一方で、下半期の投資を「拡大する」との回答は15.1%、「縮小する」との回答は5.7%にとどまった。
企業が投資拡大を検討する理由としては、「AI・先端産業など未来の成長動力確保」(33.3%)が最も多かった。次いで「先制的投資を通じた競争力確保」(29.2%)、「業況改善および需要増加」(20.8%)などが挙げられた。
反対に、投資縮小を検討する理由には、△高為替レートおよび原材料価格の負担(38.9%)、△収益性悪化および資金調達の負担(22.2%)、△世界的な景気減速および需要不振(16.7%)の順で挙がった。

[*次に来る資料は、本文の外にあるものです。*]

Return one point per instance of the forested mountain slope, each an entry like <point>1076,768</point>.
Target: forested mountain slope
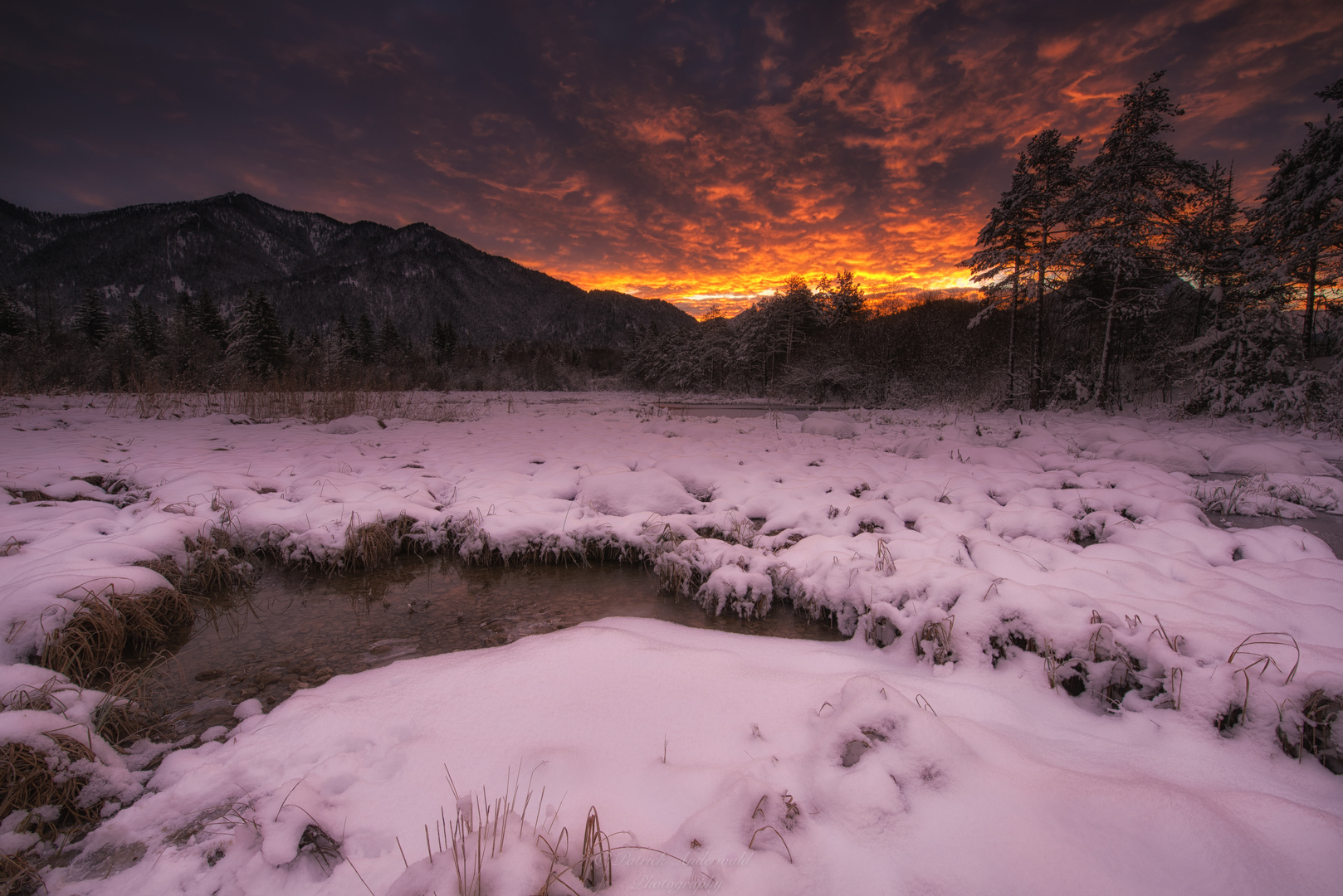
<point>313,268</point>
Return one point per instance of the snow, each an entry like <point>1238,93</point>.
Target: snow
<point>973,558</point>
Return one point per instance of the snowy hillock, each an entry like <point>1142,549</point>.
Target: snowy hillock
<point>1049,585</point>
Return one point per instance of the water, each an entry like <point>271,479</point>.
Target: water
<point>684,410</point>
<point>297,629</point>
<point>1326,525</point>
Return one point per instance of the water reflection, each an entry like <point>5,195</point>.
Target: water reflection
<point>297,629</point>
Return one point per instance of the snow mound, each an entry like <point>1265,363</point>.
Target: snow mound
<point>642,492</point>
<point>351,425</point>
<point>836,423</point>
<point>1252,460</point>
<point>1160,453</point>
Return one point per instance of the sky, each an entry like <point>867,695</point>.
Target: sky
<point>696,151</point>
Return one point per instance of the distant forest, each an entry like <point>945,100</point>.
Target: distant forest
<point>1134,278</point>
<point>1138,277</point>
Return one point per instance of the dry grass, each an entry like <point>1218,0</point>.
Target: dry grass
<point>17,874</point>
<point>289,403</point>
<point>32,778</point>
<point>938,635</point>
<point>105,631</point>
<point>215,564</point>
<point>372,546</point>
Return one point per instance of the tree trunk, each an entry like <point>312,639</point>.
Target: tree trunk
<point>1308,327</point>
<point>1012,336</point>
<point>1036,373</point>
<point>1103,377</point>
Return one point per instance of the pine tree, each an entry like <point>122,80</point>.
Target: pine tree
<point>367,343</point>
<point>442,342</point>
<point>1135,197</point>
<point>91,317</point>
<point>145,329</point>
<point>1002,258</point>
<point>1299,225</point>
<point>388,342</point>
<point>256,336</point>
<point>1023,246</point>
<point>344,345</point>
<point>13,319</point>
<point>840,299</point>
<point>1209,245</point>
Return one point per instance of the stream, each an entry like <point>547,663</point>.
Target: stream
<point>295,629</point>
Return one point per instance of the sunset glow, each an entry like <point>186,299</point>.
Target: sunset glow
<point>691,152</point>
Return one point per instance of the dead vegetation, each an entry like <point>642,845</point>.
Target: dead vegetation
<point>1311,728</point>
<point>291,403</point>
<point>34,778</point>
<point>106,629</point>
<point>371,546</point>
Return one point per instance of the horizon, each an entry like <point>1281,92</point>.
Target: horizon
<point>695,153</point>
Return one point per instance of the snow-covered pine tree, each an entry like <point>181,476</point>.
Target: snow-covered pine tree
<point>1209,246</point>
<point>256,338</point>
<point>1299,223</point>
<point>1136,192</point>
<point>13,317</point>
<point>147,331</point>
<point>388,342</point>
<point>367,338</point>
<point>841,299</point>
<point>91,319</point>
<point>1021,242</point>
<point>442,342</point>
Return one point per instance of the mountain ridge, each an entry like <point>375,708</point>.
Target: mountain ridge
<point>313,266</point>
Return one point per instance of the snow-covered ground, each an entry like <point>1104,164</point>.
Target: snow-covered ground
<point>1043,635</point>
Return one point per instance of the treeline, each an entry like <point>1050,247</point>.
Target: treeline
<point>199,345</point>
<point>826,343</point>
<point>1143,270</point>
<point>1138,277</point>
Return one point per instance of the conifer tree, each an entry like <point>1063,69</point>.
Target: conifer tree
<point>256,336</point>
<point>1135,197</point>
<point>1209,245</point>
<point>388,342</point>
<point>145,329</point>
<point>840,299</point>
<point>367,343</point>
<point>1299,223</point>
<point>344,345</point>
<point>442,342</point>
<point>91,317</point>
<point>13,320</point>
<point>1023,241</point>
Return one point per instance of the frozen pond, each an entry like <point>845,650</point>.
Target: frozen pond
<point>1327,527</point>
<point>684,410</point>
<point>297,629</point>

また、大企業の4社に1社は、今後3年以内に地方(首都圏以外)への投資拡大を検討していることが分かった。これは最近の韓国政府による地域投資促進政策と合致する動きだ。「地方への投資計画はない」との回答は51.9%、「分からない」は20.7%だった。
企業が地方への新規投資を決定する上で必要な条件としては、「法人税などの税制優遇や補助金などの財政支援」(36.2%)が最多となった。続いて、△協力会社などの産業エコシステムの構築(18.2%)、△物流・交通網の拡充(13.2%)、△電力・用水などの産業インフラの拡充(12.9%)の順だった。
今年、企業が体感する国内の投資環境点数は100点満点中58.3点となり、昨年(57.2点)よりわずかに上昇したものの、上昇幅は不十分であるというのが韓経協の分析だ。
企業が挙げる最大の投資障壁(ネック)は、△労働市場の硬直性および労使関係の不確実性(44.0%)、△税金および準租税(法的義務のない実質的な税負担)の負担(20.8%)、△投資関連の許認可・立地規制(16.4%)、△環境・安全・ESG関連の規制(11.6%)などだった。
政府が優先的に推進すべき政策課題としては、△許認可・立地規制などの投資規制緩和(24.5%)、△金利安定および資金調達環境の改善(19.8%)、△内需景気の活性化(19.2%)、△投資・R&D(研究開発)への税制支援拡大(13.8%)などが求められている。
韓経協のイ・サンホ経済本部長は、「企業は投資プロセスにおいて規制の負担を感じ続けており、最近の基準金利引き上げの可能性に対する懸念が、資金調達環境の改善要求につながっている」と指摘。その上で、「厳しい環境下でも企業が投資基調を維持しようと努力しているだけに、規制改善や安定的な資金調達環境など、企業が実際に体感できる投資環境を整備すべきだ」と強調した。